Recently I came across a performance problem at a client which likely affects multiple other Portal installations; particularly those using JSF (JavaServer Faces). The client reported that a newly migrated Portal had significantly worse performance than it's predecessor.
1. JavaCores are often the single debug source providing the best clues. Javacores in Unix are taken with a "kill -3 pid" command where "pid" is the Unix/Linux process ID of the Portal process. In this case, the Javacores showed several WebContainer threads (WebContainer threads process most inbound HTTP requests) sitting in the following classes:
java/io/UnixFileSystem.getLastModifiedTime or java/io/UnixFileSystem.getBooleanAttributes0
The key observation is that the thread is blocked waiting in file IO from the Unix filesystem. Note that these threads all seem to be waiting on file attributes but not actually reading or writing the file content. That will be important later
2. This system is an AIX LPAR running in a new frame without competing LPARs (at this time). It has twin VIO servers handing file IO to a fast SAN on optical cable.
3. The Unix/Linux process statistics ("top", "topas", etc) show that the OS is not swapping and that there is plenty of buffer space for files.
I initially suspected a problem in the SAN or the VIO servers on AIX due to latency. But when the Javacores only showed waiting on the file attributes but not the file reads and writes themselves, I realized that Unix/Linux stores the file and attributes in memory buffers. The Java JVM was only checking the attributes to make sure that something had not updated on the SAN.

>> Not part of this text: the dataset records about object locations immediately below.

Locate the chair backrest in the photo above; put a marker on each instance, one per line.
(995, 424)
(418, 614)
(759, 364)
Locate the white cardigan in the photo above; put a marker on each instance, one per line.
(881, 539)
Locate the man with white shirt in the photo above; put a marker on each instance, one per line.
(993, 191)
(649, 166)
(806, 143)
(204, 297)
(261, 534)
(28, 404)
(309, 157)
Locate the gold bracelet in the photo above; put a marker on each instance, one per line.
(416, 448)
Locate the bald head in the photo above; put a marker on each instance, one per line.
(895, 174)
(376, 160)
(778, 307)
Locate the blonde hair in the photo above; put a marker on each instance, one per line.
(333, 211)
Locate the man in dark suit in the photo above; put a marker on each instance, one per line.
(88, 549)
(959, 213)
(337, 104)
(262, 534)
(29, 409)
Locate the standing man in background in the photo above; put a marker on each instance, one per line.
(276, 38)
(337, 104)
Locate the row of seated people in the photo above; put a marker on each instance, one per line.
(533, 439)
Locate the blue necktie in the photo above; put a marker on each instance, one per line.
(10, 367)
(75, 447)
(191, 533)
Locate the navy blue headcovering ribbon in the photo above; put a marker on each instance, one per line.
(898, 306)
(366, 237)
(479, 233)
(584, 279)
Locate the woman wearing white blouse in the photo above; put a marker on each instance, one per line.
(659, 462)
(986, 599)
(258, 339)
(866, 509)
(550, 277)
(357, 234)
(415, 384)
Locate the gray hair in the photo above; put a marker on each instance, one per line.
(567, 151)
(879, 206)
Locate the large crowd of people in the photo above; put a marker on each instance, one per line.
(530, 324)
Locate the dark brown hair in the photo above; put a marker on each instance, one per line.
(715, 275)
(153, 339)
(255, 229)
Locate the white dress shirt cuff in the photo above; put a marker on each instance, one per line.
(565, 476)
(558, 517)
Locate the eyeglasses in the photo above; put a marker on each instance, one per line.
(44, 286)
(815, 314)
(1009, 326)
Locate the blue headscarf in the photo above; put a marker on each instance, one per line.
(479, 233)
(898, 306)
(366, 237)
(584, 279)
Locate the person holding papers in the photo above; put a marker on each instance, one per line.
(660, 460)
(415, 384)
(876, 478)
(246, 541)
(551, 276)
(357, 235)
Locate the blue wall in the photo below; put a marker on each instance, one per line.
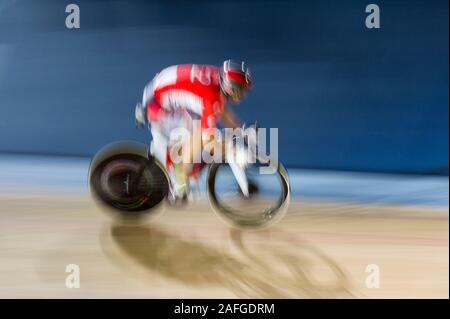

Realizing that files were not changing but that Java was blocking on the attribute lookups, I quickly came to the conclusion that we have frequent class reloading since the cache was full. While the SAN is fast, getting attributes from the SAN was still slower then loading the class contents which were already lingering in Unix file buffers. Looking carefully at the Javacores, I also noticed that the class loaders were instantiating most of the file IO which further pointed to class loading.
Upon inspection, the Java shared class cache was exhausted. To check this, you must run a Java command against the same JVM as the WebSphere Portal processes are using. You can get the exact location of the Java command from the Javacore; look for the "CMDLINE" string. In that string, you'll see the exact location of the Java command used to start Portal. Let's assume "/opt/IBM/WebSphere/AppServer/java_1.7_64/bin/java".
Run the following command to get all the cache names:
# /opt/IBM/WebSphere85/AppServer/java_1.7_64/bin/java -Xshareclasses:listAllCaches -fullversion
Listing all caches in cacheDir /tmp/javasharedresources/
Cache name level persistent OS shmid OS semid last detach time
Compatible shared caches
webspherev85_1.7_64_system Java7 64-bit yes In use
In this case the shared cache is named "webspherev85_1.7_64_system".
Running the next command will show the statistics on that cache:
# /opt/IBM/WebSphere85/AppServer/java_1.7_64/bin/java -Xshareclasses:name=webspherev85_1.7_64_system,printStats -fullversion
Near the bottom of the report you will see a line like this:
Cache is 61% full
This is the key metric. In the case of the customer with performance issues, the cache was 100% full.
So, the solution was to insure that the shared class cache was sufficiently large to avoid class reload thrashing!! This become more obvious as I realized that JSF loads an incredible number of class instances which could help overwhelm the class cache.
One can quickly see the size of the cache by listing the shared cache file, "/tmp/javasharedresources/":
# ls -latr /tmp/javasharedresources
drwxrwxrwx 2 root system 512 Mar 18 13:09 .
-rw-r----- 1 root system 157286400 Mar 18 13:12 C260M3A64P_webspherev85_1.7_64_system_G21
drwxrwxrwt 32 bin bin 67584 Mar 18 13:15 ..
So, you can see a 150M cache size on that file which corresponds to a -Xscmx150M parameter in the generic JVM arguments of the AppServer defined for Portal.
Note also that this is a statically allocated file. So, if you want to change the size of it, stop ALL Java process that use the shared cache. Then, delete this file. It will be created by the first Java process to the size dictated via -Xscmx. All subsequent Java process cannot change the size of the cache file.
It's also import that "/tmp" reside on a very fast disk; preferable a virtual file in memory and not something with latency like a SAN.